Portland’s Choral Arts Ensemble also goes pop with funny/satirical songs (Gilbert & Sullivan, Tom Lehrer, PDQ Bach, Broadway numbers and more) on Saturday and Sunday at Portland State University’s Lincoln Recital Hall, 1620 SW Park Ave.
HAPPY BIRTHDAY TO OREGON. Of course today is Valentine’s Day (we advise you to remember that), but it’s also the birthday of Oregon, born as a state on February 14, 1859. The Oregon Historical Society has marked the blessed occasion by pulling this photo, from the state’s 70th birthday party in 1929, out of its files. It shows Willard P. Hawley III, dressed as Dan Cupid, cutting the state’s birthday cake, which is decked out with 70 candles. Chester A. Moores is Uncle Sam, and on the right is Miss Florence Mae Miles, who represents Miss Oregon. Lift a glass of pinot or a cool draft in their memory tonight, and think about how good Oregon’s looking for a 158-year-old.
Scarlet Letter of the streets. Playwright Suzan-Lori Parks’ In the Blood is an “audacious, sometimes terrifying” contemporary reimagining of The Scarlet Letter, and the director and actors of Portland Actors Conservatory’s new production “pretty much knock it out of the park.”

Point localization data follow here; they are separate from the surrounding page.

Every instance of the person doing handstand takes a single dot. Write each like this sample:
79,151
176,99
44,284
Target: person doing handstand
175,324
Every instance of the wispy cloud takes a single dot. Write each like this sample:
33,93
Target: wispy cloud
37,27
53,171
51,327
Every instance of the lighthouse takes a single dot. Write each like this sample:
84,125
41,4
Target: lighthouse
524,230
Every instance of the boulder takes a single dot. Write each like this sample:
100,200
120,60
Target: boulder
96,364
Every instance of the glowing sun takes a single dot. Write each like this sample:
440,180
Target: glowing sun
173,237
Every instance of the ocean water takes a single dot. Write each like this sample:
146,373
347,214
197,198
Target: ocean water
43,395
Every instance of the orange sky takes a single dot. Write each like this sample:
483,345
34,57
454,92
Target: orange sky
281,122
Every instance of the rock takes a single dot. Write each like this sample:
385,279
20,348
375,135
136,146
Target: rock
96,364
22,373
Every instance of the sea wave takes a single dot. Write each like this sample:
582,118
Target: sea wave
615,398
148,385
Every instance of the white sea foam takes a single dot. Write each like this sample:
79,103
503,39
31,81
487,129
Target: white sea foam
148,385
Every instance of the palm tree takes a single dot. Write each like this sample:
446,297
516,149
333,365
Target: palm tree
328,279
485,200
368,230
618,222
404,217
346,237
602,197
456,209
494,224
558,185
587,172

PIFF: Insights into global anxieties. Movie critic Marc Mohan has taken a close look at the international film fest for ArtsWatch and come up with some fascinating observations: “What can these movies, considered as a whole, tell us about the seismic shifts of the past year, most notably the votes for Brexit and Donald Trump, that indicate perhaps the gravest threat to the tradition of liberal democracy since the Cold War? It’s too soon for any of these filmmakers to have worked in direct response to the events of the past twelve months, but can we glean any insight into the anxieties and concerns that presaged them?”
Elliot: a fertile seed, growing. Marty Hughley reviews Elliot, a Soldier’s Fugue, the opening play in Profile Theatre’s season of works by the talented writer Quiara Alegria Hudes, and declares it something of a downpayment on what’s to come: “a fertile seed, a contract with your playgoing future.”

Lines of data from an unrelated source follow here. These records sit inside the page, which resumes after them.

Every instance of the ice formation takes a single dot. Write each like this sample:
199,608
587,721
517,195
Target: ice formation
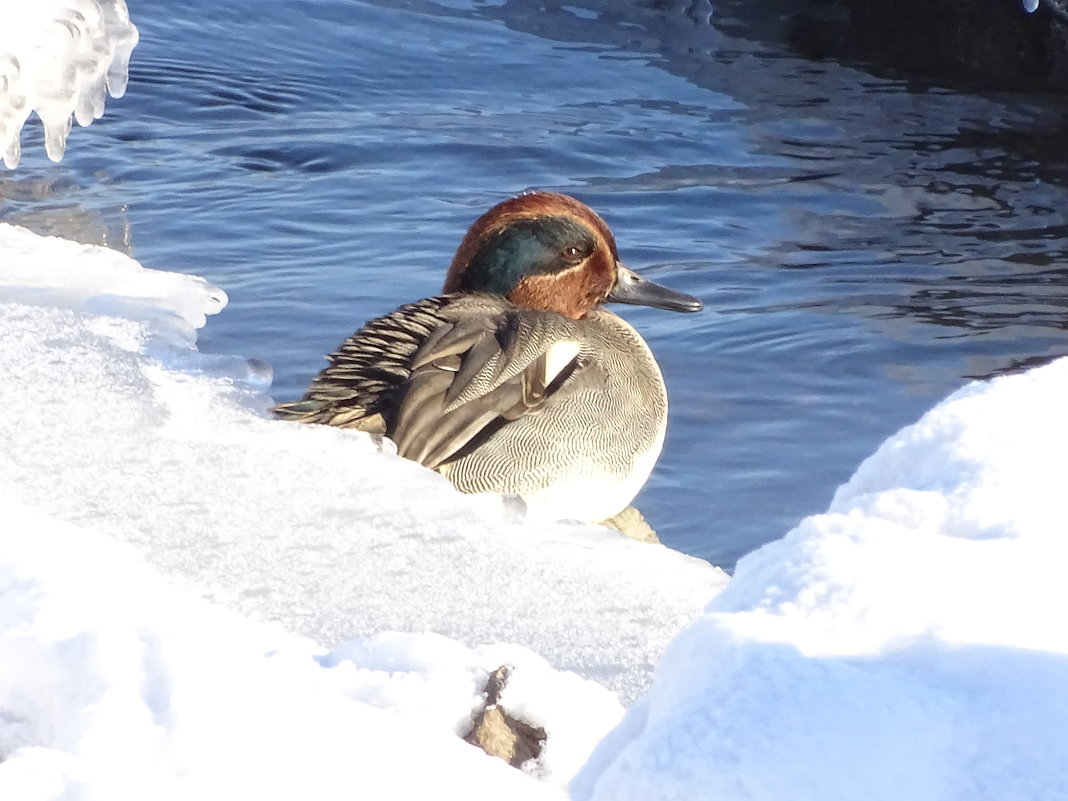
59,58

Oregon Symphony: Russian revelation. Terry Ross has been writing some erudite and entertaining reviews of the symphony season for ArtsWatch, and his piece on the orchestra’s “riveting performance” of Prokofiev’s second violin concerto with guest soloist Stefan Jackiw is no exception: “It turned out to radically change my view of the concerto.” Bonus: Ross gives recommended recordings for the pieces on the program.
Chamber Music Northwest: romantic rarities. Ross knows his way around the chamber canon, too, and shines a light on the Miró Quartet’s and Montrose Trio’s light-shining on some Mendelssohn, Anton Arensky, and Dvorak.
Battle Trance & Blue Cranes: maximal music. While the four saxophonists of Battle Trance pushed their music to the extreme – “reaching down into the gut of the human soul to pull out some of the rougher emotions” – Portland faves the Blue Cranes tethered theirs in melody, rhythm, and fun. Patrick McCulley reviews the two groups’ recent show.
Sparrow and the whole shebang. Portland Center Stage’s new production of the Ethel Waters musical bio His Eye Is on the Sparrow, featuring Maiesha McQueen and pianist Darius Smith, puts the great popular/gospel singer into the context of her troubled and troubling times.
Tech and the beauty of dance. In her DanceWatch Weekly column, Jamuna Chiarini considers the tech-savvy Rainbow Dance Theatre and butoh artist Teresa Vanderkin, and talks tellingly about the mysterious things that transform movement into dance.